Slowdown when increasing the number of compute units

Altera_Forum · ‎04-11-2014

Hi,

I've recently started experimenting with increasing the number of compute units for a particular kernel. I've previously had some good results using manual vectorisation to reduce runtime.

However when I increase the number of compute units using __attribute__((num_compute_units(2))), the kernel runtime slows down by ~30%.

If the kernel is bottlenecking on global memory b/w I was expecting performance to at worst remain the same (is this a valid assumption?). However I don't think that it is fully maxing out the global memory bandwidth as increasing the manual vectorisation level further does still improve performance.

I'd therefore be grateful for any assistance on what might be causing this?

Looking at the logic utilisation of both kernels the one that uses the 2 compute units does use more logic: 54% vs 39%.

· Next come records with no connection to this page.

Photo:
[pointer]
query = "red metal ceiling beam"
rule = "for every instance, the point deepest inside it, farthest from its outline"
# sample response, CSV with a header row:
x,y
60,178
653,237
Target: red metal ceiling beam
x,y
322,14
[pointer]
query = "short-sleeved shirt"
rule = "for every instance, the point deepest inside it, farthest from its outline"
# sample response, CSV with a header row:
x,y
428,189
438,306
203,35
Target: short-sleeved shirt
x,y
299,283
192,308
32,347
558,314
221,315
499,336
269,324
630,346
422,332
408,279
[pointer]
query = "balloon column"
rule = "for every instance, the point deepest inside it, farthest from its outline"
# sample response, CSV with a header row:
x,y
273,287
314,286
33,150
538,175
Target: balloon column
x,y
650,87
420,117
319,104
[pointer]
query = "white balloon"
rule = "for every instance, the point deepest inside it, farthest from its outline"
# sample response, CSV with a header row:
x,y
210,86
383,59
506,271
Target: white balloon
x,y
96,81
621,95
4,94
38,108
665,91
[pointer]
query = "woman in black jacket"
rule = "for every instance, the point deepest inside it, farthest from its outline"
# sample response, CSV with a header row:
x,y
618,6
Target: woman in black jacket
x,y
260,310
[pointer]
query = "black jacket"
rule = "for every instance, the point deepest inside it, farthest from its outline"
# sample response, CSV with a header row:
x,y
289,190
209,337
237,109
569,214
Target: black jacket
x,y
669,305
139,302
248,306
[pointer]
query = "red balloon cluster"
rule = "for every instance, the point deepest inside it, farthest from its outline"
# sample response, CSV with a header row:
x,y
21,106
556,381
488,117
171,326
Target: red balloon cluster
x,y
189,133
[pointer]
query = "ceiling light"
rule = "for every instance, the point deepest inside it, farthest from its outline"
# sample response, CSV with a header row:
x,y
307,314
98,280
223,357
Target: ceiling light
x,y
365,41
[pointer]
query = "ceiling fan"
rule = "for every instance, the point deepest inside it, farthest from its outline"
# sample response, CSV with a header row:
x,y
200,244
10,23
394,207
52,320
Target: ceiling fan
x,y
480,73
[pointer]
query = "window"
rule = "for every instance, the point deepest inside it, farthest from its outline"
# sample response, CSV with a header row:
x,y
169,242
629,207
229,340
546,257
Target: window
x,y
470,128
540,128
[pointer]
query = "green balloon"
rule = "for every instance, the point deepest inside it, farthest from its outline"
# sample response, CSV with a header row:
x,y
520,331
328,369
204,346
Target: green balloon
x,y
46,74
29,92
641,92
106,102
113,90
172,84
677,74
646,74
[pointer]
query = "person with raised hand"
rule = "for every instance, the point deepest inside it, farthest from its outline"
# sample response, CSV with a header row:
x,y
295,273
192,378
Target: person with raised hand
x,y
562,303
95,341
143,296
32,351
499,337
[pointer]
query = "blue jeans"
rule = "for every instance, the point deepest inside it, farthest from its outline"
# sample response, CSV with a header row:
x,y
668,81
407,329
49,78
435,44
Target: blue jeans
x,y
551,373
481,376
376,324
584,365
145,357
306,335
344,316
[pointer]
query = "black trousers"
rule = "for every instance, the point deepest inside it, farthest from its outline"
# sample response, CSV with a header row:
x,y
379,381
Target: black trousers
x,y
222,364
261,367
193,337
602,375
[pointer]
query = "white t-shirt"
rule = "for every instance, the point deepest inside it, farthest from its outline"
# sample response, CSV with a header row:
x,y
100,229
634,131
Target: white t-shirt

I also notice that when querying the device the max number of compute units (CL_DEVICE_MAX_COMPUTE_UNITS) is returned as 1. The device in question is a pcie385n_d5 from Nallatech.

Does the max number of compute units refer to the same things as "num_compute_units"? And is there any way to confirm that the compiler is actually creating more compute units?

Could the workgroup size that I am launching the kernel with have an affect on performance. eg is there a minimum size which I should specify for this sort of setup? I'm just wondering is this could affect how the 2 compute units are accessing memory eg causing bank conflicts or similar. Could specifying larger workgroup sizes help?

Many thanks

Altera_Forum · ‎04-11-2014

If a single compute unit was bottlenecked by global memory, by putting two into the hardware the access pattern between the two compute units can reduce the memory efficiency. When you have multiple compute units you end up duplicating load/store units that access memory. SDRAM operates most efficiently when accessed sequentially so if you have two compute units accessing different regions of memory then a less sequential memory access pattern will be the result. Vectorizing the kernel may improve performance simply because narrow accesses will become coalesced

I have not queried the FPGA to determine things like the maximum number of compute units so I'm not sure if returning a 1 is the excepted behavior when you instruct the compiler to create 2. There is no minimum workgroup size but if you don't launch the hardware with large number of work-items you may run into performance issues (hard to tell without seeing the kernel). The maximum work-group size by default is 256 so if you have a different maximum size (or a fixed size) there are attributes that you can set for those.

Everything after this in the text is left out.